The first approach is relatively straightforward, but requires root access to the Docker host (not very well from a security standpoint). The second method uses the command= mode in the Authorized_keys file in SSH. You may be familiar with the "classical" Authorized_keys file, which looks like this:

Ssh-rsa aaaab3n ... qoid== Jpetazzo@tarrasque

(Of course, actually a real key is very long, and it usually takes up several lines.) You can also enforce the use of a proprietary command. If you want to view the memory on your system that can be used effectively on a remote host, you can use the SSH key, but you will not want to hand over all the shell permissions, you can enter the following in the Authorized_keys file:

Now, when connecting with a proprietary key, replace the obtained shell, which can execute the free command. Otherwise, you can't do anything else. (Typically, you might also want to add no-port-forwarding, and if you want more information, you can view the Authorized_keys (5) Manual (Manpage).) The key to this mechanism is to separate responsibility. Alice placed the service inside the container; she did not have to deal with remote access, landing and other matters.

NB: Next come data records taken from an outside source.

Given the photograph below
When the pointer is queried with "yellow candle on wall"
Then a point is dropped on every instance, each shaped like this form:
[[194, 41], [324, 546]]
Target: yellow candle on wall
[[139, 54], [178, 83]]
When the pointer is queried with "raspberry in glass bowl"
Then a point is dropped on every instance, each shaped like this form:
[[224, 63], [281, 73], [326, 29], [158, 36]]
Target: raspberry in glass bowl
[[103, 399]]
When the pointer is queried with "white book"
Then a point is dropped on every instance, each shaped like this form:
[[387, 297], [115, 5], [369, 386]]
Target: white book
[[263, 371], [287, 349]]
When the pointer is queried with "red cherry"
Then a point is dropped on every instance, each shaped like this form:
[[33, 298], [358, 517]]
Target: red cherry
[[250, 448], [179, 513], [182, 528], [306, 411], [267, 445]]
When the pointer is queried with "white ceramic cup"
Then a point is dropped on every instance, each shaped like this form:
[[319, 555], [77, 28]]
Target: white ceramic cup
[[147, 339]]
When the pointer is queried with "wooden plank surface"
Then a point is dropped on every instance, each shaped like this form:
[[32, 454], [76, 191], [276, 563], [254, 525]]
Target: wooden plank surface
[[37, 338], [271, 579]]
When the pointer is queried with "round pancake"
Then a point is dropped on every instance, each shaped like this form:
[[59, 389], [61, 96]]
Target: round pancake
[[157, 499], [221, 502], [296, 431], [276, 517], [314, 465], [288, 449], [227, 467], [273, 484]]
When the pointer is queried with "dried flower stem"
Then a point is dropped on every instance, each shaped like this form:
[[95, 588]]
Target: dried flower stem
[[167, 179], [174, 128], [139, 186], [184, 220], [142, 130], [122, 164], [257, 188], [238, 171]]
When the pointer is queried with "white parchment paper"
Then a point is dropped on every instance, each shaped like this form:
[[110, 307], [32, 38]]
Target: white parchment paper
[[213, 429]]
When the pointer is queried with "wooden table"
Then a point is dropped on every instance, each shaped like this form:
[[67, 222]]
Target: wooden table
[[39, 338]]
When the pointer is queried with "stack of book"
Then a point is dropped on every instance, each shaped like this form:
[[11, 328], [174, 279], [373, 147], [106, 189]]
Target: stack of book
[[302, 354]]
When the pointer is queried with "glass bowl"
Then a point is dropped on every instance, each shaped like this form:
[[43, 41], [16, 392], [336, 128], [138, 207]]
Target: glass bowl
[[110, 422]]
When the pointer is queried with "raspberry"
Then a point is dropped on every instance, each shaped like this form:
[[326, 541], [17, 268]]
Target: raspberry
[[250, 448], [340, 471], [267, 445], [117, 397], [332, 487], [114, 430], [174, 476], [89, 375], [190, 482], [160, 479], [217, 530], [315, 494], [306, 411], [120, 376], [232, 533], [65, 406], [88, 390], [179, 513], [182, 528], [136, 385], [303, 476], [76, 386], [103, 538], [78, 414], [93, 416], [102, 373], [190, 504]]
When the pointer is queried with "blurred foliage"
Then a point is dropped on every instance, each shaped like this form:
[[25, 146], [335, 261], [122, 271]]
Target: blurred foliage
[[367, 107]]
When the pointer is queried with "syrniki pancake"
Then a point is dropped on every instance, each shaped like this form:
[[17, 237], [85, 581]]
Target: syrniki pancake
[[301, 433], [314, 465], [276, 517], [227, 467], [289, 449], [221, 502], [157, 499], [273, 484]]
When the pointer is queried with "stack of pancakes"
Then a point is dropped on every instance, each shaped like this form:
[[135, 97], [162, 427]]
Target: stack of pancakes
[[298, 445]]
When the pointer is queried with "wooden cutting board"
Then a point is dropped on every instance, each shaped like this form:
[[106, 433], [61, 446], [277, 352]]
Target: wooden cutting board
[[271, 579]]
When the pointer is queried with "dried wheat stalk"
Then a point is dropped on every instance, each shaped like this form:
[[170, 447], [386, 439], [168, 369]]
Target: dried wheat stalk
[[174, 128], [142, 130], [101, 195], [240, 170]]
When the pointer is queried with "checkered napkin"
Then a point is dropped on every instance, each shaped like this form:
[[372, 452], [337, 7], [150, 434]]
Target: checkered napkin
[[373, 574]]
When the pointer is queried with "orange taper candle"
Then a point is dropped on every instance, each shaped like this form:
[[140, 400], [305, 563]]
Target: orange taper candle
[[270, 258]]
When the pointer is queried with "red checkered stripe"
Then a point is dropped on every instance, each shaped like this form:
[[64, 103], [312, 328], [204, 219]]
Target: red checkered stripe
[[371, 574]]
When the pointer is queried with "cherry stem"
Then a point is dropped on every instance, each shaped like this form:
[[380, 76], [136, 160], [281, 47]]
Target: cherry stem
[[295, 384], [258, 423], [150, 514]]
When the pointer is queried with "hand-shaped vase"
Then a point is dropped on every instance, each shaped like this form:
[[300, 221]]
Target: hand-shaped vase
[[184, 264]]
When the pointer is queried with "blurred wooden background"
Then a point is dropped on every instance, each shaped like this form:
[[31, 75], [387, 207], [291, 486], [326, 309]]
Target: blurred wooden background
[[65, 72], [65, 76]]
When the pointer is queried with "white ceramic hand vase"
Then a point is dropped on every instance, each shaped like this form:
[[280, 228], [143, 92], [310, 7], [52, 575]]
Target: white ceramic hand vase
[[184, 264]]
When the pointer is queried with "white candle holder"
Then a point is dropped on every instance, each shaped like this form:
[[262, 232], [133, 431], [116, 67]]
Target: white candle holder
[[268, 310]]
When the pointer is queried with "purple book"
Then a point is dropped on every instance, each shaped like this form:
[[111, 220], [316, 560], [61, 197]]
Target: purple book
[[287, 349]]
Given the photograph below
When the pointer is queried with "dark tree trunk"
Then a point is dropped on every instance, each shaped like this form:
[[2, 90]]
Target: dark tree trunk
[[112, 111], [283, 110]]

Betty adds an SSH layer, which is used under special circumstances (debugging strange problems). Charlotte will consider landing. Wait a minute.

Summarize

Is it really a mistake to run an SSH server in a container (uppercase W)? To be honest, it's not that serious. This is even more convenient when you are not visiting the Docker host, but it still requires a shell in the container. In addition, there are many ways we can run an SSH server in a container and get all the features we want, and the architecture is very clear. Docker allows you to use any workflow that works best for you. But before doing this, quickly step into the popular phrase "My container really is a small VPS", please note that there are other solutions so you can make a sensible decision.

The above mentioned is small set to everyone introduced in the Docker container does not need to run sshd reasons, I hope to help you, if you have any questions please give me a message, small series will promptly reply to everyone. Here also thank you very much for the cloud Habitat Community website support!